Robust Modeling of Low-Cost MEMS Sensor Errors in Mobile Devices Using Fast Orthogonal Search

1Electrical and Computer Engineering Department, Queen’s University, Kingston, ON, Canada K7L 3N6
2Electrical and Computer Engineering Department, Royal Military College of Canada, Kingston, ON, Canada K7K 7B4

Received 4 February 2013; Accepted 23 May 2013

Academic Editor: Xiaoji Niu

Copyright © 2013 M. Tamazin et al. This is an open access article distributed under the Creative Commons Attribution License, which permits unrestricted use, distribution, and reproduction in any medium, provided the original work is properly cited.

Abstract

Accessibility to inertial navigation systems (INS) has been severely limited by cost in the past. The introduction of low-cost microelectromechanical system-based INS to be integrated with GPS in order to provide a reliable positioning solution has provided more wide spread use in mobile devices.
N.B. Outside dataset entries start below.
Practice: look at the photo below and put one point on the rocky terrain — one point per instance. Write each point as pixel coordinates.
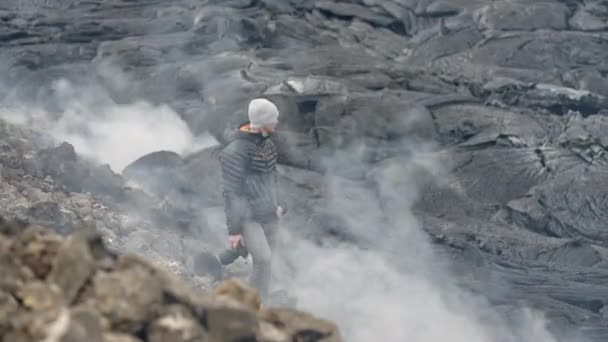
(74, 289)
(482, 121)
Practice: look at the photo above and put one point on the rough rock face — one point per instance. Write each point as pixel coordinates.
(72, 289)
(512, 95)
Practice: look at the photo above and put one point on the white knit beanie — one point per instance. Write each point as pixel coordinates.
(262, 112)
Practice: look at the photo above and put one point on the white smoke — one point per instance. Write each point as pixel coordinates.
(98, 128)
(396, 289)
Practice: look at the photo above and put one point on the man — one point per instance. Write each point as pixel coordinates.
(250, 196)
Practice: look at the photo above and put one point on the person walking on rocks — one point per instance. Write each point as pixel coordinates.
(251, 203)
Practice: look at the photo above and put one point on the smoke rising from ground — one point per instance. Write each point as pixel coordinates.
(107, 132)
(392, 288)
(396, 288)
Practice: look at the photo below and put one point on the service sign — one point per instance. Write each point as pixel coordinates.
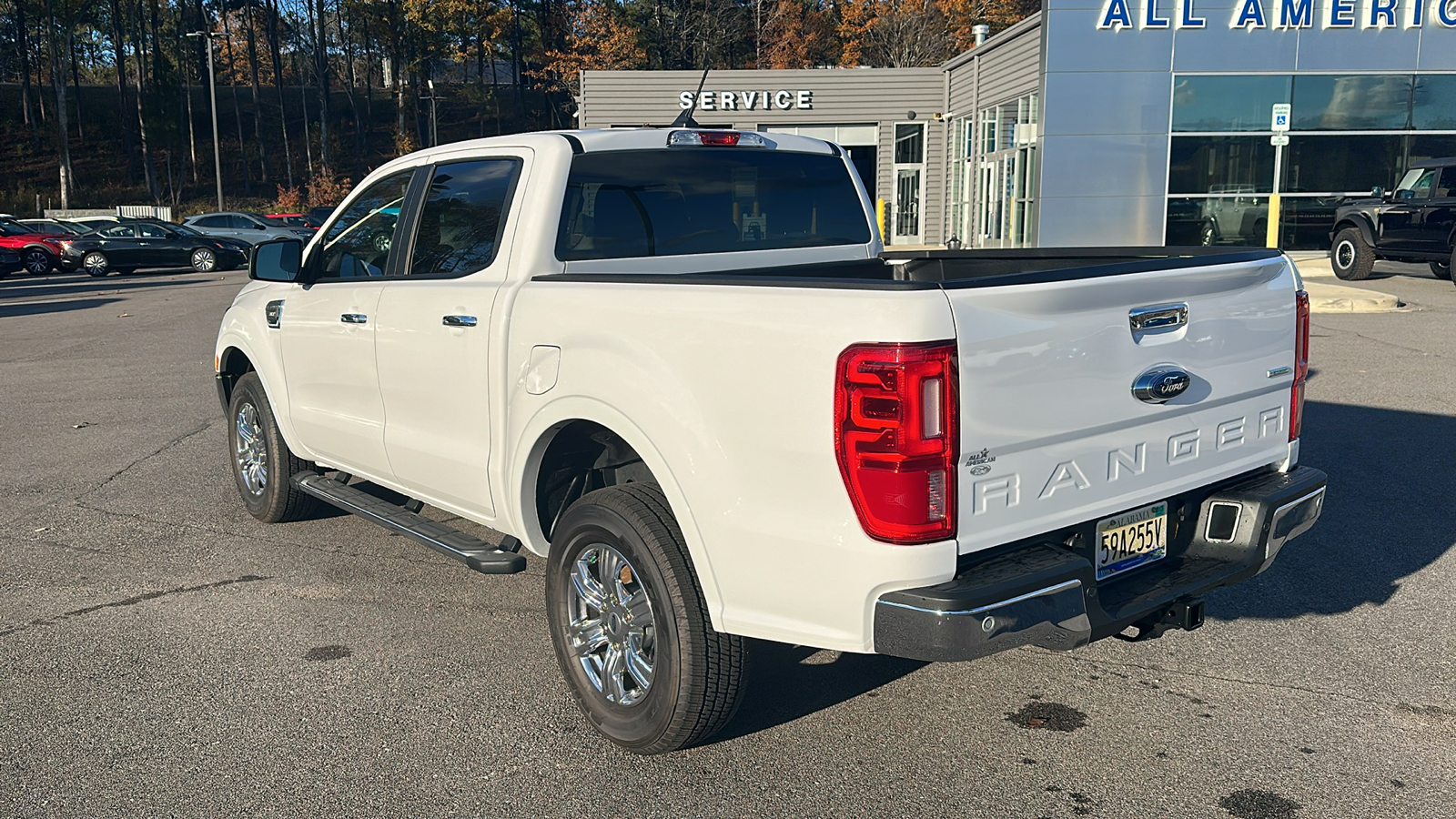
(749, 99)
(1251, 15)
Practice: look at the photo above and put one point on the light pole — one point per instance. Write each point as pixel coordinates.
(211, 85)
(434, 133)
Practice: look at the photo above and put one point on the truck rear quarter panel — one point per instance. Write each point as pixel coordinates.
(728, 395)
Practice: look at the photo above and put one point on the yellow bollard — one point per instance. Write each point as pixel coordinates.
(1271, 230)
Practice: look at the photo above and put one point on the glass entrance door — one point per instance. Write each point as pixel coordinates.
(906, 227)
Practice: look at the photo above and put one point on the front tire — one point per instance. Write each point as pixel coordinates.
(631, 627)
(1350, 257)
(262, 462)
(204, 259)
(95, 264)
(36, 261)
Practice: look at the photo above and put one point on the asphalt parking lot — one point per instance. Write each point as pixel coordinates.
(165, 654)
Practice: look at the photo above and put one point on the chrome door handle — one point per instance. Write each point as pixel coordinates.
(1162, 317)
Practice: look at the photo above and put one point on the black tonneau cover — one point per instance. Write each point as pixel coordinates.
(931, 270)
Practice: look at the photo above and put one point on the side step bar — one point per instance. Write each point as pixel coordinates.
(450, 542)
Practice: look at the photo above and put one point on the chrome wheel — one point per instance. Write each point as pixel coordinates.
(612, 630)
(1346, 254)
(204, 259)
(95, 263)
(251, 450)
(36, 261)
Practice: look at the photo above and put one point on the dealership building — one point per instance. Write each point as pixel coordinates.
(1110, 121)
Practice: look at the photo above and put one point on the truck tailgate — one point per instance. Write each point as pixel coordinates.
(1052, 433)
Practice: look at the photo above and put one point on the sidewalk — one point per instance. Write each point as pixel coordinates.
(1327, 295)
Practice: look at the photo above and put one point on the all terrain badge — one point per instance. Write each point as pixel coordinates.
(980, 462)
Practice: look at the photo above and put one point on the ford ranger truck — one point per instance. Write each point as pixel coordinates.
(676, 366)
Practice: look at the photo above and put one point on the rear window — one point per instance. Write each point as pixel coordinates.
(684, 200)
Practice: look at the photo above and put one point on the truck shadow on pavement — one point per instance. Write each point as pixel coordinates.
(85, 285)
(786, 682)
(40, 308)
(1387, 515)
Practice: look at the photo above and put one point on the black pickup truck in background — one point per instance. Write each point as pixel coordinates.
(1417, 223)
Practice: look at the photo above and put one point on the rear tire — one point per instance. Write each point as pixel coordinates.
(204, 259)
(36, 261)
(1350, 257)
(96, 264)
(262, 464)
(631, 627)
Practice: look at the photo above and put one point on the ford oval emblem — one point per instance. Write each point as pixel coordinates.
(1161, 385)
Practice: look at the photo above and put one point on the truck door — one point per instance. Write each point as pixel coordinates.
(1439, 215)
(328, 337)
(1401, 220)
(434, 337)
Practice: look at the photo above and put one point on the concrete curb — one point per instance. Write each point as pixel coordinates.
(1330, 298)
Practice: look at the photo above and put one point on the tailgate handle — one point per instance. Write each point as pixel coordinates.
(1162, 317)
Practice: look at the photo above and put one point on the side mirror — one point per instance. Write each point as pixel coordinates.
(278, 259)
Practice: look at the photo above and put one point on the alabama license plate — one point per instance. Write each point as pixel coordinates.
(1132, 540)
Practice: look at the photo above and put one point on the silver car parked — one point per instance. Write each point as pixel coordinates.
(244, 227)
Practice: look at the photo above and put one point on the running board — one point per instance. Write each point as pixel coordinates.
(444, 540)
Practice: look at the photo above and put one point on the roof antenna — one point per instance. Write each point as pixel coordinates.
(684, 120)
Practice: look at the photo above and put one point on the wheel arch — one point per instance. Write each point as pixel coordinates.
(232, 365)
(1359, 223)
(560, 439)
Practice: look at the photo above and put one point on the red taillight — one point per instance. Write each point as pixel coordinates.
(718, 137)
(895, 439)
(1296, 399)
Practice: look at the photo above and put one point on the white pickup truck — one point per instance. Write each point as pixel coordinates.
(679, 366)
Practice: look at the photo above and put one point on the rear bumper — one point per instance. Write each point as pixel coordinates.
(1046, 593)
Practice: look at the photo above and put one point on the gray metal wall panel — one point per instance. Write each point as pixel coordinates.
(1139, 106)
(1098, 222)
(1108, 165)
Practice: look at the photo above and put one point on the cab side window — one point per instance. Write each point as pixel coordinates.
(462, 217)
(1423, 187)
(1446, 187)
(360, 241)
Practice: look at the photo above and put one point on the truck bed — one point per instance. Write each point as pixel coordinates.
(929, 270)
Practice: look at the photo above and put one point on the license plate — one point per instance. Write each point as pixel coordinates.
(1132, 540)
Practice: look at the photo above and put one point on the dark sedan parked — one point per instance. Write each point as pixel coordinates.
(137, 244)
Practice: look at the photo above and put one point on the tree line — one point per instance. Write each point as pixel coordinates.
(111, 96)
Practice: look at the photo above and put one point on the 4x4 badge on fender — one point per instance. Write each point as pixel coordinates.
(1161, 385)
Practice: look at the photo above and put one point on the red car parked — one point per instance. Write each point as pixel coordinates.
(38, 251)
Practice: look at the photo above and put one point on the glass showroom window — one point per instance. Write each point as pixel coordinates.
(1006, 175)
(1350, 135)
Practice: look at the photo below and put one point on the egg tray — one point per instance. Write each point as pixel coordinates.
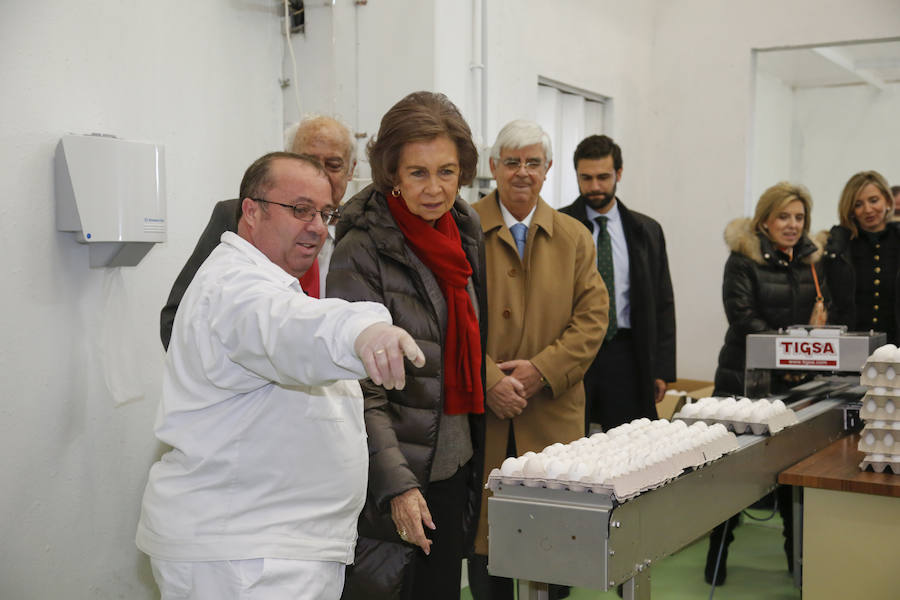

The random errors of the MEMS inertial sensors may deteriorate the overall system accuracy in mobile devices. These errors are modeled stochastically and are included in the error model of the estimated techniques used such as Kalman filter or Particle filter. First-order Gauss-Markov model is usually used to describe the stochastic nature of these errors. However, if the autocorrelation sequences of these random components are examined, it can be determined that first-order Gauss-Markov model is not adequate to describe such stochastic behavior. A robust modeling technique based on fast orthogonal search is introduced to remove MEMS-based inertial sensor errors inside mobile devices that are used for several location-based services. The proposed method is applied to MEMS-based gyroscopes and accelerometers. Results show that the proposed method models low-cost MEMS sensors errors with no need for denoising techniques and using smaller model order and less computation, outperforming traditional methods by two orders of magnitude.